By Kingsley Jassi:
The Ministry of Finance implemented spending cuts in November, resulting in a reduced budget deficit of K171 billion.
This is down from October’s record high of K213.1 billion, according to the latest Reserve Bank of Malawi (RBM) figures contained in its monthly economic review.
The report reveals that the cumulative deficit has already exceeded K1 trillion in just eight months of the current fiscal year, raising concerns as it approaches the annual projected deficit of K1.4 trillion within the K6 trillion 2024-25 national budget.
November’s fiscal performance was marked by a substantial decline in revenue collection, with the Malawi Revenue Authority (MRA) reporting a K59.3 billion decrease in tax collections.
Non-tax revenue also experienced a marginal drop of K300 million.
However, these shortfalls were partially offset by a K40 billion increase in aid inflows, resulting in total revenue of K341.6 billion for the month, representing a K19.4 billion decrease from October.
“Government expenditures witnessed a significant reduction of K61.5 billion to K512.5 billion in November 2024, affecting both recurrent and development expenditures.
‘Recurrent expenditure decreased by K43.6 billion to K406.2 billion while development spending saw an K18 billion reduction to K106.3 billion,” the RBM report reads.
The fiscal situation remains challenging as the Treasury grapples with mounting debt servicing obligations, with interest payments consuming K898.4 billion over the eight-month period.
Total expenditure for this period reached K4 trillion against revenue of approximately K3 trillion, with tax revenue contributing K1.98 trillion.
As the Finance Minister prepares the upcoming budget, which promises increased allocations to productive sectors, economists are calling for more realistic projections following significant deviations from current budget assumptions.
Economics Association of Malawi (Ecama)’s mid-year budget assessment highlighted missed targets in both domestic revenue and grants, compromising budget implementation.
Economic projections also fell short, with inflation averaging 32.2 percent against the projected 28 percent while economic growth reached only 1.8 percent, far below the anticipated 3.2 percent.
Economist Lesley Mkandawire emphasised the crucial role of accurate inflation projections in budget implementation.

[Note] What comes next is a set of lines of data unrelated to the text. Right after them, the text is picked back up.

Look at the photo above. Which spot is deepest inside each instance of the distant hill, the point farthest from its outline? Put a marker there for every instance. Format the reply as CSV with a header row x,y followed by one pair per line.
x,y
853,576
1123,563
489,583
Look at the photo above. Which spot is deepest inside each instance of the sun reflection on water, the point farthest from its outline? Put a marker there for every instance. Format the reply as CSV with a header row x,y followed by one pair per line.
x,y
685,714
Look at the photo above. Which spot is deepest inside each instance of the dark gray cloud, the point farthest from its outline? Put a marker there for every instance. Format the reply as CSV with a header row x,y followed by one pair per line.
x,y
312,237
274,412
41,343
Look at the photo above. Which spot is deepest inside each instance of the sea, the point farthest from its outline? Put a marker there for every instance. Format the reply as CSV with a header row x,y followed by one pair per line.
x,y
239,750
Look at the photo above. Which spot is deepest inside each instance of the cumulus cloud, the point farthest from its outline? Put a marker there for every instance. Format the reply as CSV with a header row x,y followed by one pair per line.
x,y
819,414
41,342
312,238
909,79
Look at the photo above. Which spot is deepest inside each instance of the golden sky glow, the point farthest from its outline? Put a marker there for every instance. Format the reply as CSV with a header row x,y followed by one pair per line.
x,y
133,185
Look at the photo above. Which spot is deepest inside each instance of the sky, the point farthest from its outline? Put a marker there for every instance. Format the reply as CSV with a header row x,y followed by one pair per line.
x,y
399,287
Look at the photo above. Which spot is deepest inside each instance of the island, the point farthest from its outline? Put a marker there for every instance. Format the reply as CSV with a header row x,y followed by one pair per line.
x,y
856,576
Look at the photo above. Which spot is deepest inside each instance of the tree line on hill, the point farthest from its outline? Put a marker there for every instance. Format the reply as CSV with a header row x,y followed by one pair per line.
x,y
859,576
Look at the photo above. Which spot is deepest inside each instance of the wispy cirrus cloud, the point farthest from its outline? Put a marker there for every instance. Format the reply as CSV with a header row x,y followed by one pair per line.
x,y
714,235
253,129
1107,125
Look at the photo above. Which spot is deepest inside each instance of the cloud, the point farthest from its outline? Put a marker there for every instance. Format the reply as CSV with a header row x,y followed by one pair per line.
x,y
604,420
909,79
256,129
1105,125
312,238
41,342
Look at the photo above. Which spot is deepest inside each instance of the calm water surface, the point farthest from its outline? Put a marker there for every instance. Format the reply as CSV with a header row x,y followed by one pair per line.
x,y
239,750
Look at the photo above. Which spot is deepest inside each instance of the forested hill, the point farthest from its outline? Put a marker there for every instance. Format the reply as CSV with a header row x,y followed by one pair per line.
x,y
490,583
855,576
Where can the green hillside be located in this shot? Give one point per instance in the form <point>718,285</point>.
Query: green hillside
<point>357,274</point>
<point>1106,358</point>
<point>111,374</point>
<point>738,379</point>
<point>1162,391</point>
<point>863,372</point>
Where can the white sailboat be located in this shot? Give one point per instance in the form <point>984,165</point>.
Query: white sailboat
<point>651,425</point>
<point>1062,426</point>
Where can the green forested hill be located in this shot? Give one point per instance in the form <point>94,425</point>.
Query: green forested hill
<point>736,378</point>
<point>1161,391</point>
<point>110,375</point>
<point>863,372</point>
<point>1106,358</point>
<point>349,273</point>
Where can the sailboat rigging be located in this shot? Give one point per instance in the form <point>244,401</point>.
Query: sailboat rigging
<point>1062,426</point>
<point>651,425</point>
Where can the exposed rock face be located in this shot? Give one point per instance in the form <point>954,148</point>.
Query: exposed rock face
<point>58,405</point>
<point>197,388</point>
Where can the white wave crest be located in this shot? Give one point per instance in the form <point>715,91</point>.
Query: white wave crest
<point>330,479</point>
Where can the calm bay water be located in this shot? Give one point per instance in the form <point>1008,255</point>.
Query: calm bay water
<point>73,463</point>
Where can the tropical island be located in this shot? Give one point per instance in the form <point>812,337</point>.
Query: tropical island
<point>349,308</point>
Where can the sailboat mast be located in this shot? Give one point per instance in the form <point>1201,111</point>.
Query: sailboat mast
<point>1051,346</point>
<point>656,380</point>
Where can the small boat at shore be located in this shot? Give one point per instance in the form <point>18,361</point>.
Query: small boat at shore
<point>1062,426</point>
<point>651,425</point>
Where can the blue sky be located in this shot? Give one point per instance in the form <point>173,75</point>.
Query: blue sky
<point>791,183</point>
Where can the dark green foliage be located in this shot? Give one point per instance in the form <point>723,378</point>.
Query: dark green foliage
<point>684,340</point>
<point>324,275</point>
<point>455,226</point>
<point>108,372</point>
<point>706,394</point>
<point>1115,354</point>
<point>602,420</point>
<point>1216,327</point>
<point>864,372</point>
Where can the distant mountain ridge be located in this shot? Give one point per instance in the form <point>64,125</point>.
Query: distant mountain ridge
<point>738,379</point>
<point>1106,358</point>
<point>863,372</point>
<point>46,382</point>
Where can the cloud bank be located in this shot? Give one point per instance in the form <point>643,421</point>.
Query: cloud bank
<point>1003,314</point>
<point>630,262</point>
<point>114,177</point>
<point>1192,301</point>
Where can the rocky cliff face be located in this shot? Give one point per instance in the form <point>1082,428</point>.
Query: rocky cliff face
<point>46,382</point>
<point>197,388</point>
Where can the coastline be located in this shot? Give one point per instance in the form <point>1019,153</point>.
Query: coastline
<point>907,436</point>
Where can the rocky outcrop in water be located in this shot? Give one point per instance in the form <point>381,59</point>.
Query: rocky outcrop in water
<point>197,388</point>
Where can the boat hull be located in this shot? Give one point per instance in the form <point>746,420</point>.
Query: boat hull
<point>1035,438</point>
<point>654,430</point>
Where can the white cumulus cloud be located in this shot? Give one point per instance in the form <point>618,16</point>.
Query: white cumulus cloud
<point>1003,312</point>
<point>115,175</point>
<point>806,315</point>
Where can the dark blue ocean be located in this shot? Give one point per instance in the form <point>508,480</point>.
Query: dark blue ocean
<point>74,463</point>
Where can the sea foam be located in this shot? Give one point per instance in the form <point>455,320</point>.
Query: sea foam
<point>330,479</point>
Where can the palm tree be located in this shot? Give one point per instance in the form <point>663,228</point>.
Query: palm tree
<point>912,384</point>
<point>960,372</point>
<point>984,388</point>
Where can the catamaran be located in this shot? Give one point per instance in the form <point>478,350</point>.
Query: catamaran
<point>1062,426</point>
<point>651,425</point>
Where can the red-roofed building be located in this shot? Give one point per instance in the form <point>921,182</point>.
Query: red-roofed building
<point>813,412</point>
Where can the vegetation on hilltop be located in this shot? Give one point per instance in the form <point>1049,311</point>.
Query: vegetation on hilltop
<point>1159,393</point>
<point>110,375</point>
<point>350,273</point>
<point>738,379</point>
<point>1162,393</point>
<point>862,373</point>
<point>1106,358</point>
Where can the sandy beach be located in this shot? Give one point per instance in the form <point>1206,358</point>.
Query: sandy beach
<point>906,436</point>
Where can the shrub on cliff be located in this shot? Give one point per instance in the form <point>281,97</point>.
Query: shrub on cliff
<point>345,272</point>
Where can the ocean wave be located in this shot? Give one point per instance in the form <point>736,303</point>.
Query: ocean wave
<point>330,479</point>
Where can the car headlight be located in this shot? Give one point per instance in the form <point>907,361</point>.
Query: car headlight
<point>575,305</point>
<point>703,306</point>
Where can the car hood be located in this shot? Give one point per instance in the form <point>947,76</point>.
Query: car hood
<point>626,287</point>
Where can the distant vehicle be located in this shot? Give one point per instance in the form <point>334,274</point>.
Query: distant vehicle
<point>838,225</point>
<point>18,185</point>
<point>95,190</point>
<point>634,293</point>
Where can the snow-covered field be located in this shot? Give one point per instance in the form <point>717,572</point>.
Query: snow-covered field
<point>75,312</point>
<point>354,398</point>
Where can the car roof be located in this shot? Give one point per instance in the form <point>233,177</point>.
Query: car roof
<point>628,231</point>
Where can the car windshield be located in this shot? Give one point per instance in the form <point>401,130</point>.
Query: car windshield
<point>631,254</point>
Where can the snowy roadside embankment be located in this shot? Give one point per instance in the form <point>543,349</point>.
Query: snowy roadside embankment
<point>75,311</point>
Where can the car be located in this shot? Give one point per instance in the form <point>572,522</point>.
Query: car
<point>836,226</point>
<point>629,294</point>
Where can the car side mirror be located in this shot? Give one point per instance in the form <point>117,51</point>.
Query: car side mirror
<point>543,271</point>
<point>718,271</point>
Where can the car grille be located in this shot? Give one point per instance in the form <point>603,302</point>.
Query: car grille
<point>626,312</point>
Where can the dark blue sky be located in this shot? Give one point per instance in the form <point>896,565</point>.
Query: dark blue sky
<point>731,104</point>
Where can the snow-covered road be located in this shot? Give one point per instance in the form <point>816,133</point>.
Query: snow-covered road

“Inflation significantly impacts budget execution. When actual inflation exceeds projections, it often necessitates unplanned borrowing to bridge the gap,” Mkandawire said.
Currently, the Treasury expects the economy to grow by 4 percent in 2025.
In a recent interview, economist Marvin Banda said what drives expectation is most likely an increase in domestic revenue collections.
He added that most notably the increase in the performance of donor-related receipts that have been crushingly disappointing.
“Specifically, grants from foreign governments were projected at K36, 346 million or 6.22 percent of total grants, yet [there was only] only K4, 289 million or 1.92 percent or actual receipts or 11.80 percent of what was envisaged in assistance from foreign governments.
“It comes as no surprise that there is an expectation that these receipts will pick up in 2025 for what reasons the administration deems appropriate,” Banda said.